The router alone already removes a lot of glue code, but wiring up the inference servers by hand is still tedious. The NixOS module therefore goes one step further and can run the workers themselves. You declare your models once, and each entry becomes an isolated worker bound to a loopback port, with the matching route registered with the router automatically.

services.llmhop = {
  enable = true;
  llama-cpp.models."qwen3-8b" = {
    port = 18001;
    settings.hf-repo = "unsloth/Qwen3-8B-GGUF:UD-Q4_K_XL";
  };
  vllm.models."llama-3-8b" = {
    port = 20001;
    model = "meta-llama/Meta-Llama-3-8B-Instruct";
  };
};

Three backends are supported and can be enabled side by side: llama.cpp, sglang, and vLLM. The choice of how to run each one reflects how it is best deployed. llama.cpp runs as a native, hardened systemd system unit under DynamicUser. sglang and vLLM are launched as rootless Podman containers through quadlet-nix, each owned by a dedicated lingering system user that holds its own cache directory and rootless container store. No worker ever runs as root, and the router itself runs under the same aggressive sandboxing as the llama.cpp units.

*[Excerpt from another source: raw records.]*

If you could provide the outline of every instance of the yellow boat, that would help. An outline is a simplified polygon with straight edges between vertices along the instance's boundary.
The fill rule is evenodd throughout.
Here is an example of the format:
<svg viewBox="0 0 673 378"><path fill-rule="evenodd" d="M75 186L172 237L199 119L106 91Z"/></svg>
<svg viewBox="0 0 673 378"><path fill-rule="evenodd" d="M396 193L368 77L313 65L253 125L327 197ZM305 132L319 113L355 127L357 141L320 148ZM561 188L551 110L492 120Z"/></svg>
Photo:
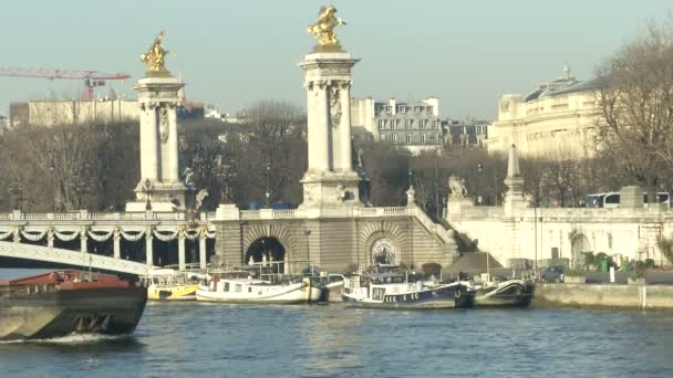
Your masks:
<svg viewBox="0 0 673 378"><path fill-rule="evenodd" d="M149 301L196 301L199 284L184 273L162 270L142 279Z"/></svg>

Running the GPU backends as systemd user units rather than system units is a deliberate workaround. When systemd’s system manager launches a rootless container, Podman ends up in a UID-mapped namespace, and nvidia-cdi-hook then fails to read the OCI bundle’s config, so the GPU never gets exposed. Running each Quadlet unit under a real, lingering user’s systemd instance keeps Podman in a keep-id-style mapping where the CDI hook works and the GPU is passed through correctly.

sglang already ships its own router, the SGL Model Gateway, so it is worth being clear about why LLMhop exists alongside it. That gateway speaks sglang’s own API rather than a generic OpenAI surface: It probes each worker through sglang-specific endpoints like /get_model_info, and it only adds value when you actually want sglang’s IGW dispatch features such as custom routing or prefix caching across workers. It is also a much heavier component, a full Rust service running as its own container, where LLMhop is a single dependency-free Go binary that fronts llama.cpp, vLLM, and hosted providers just as happily as sglang. For maximum flexibility, the module does not force the choice: the SGL Model Gateway can be enabled with a single option and placed in front of the sglang workers, while LLMhop keeps routing across every backend.

The result is that the whole stack, from pulling weights to the public endpoint, lives in one declarative configuration. The full list of per-backend options is available in the reference, and feedback on the project is always welcome.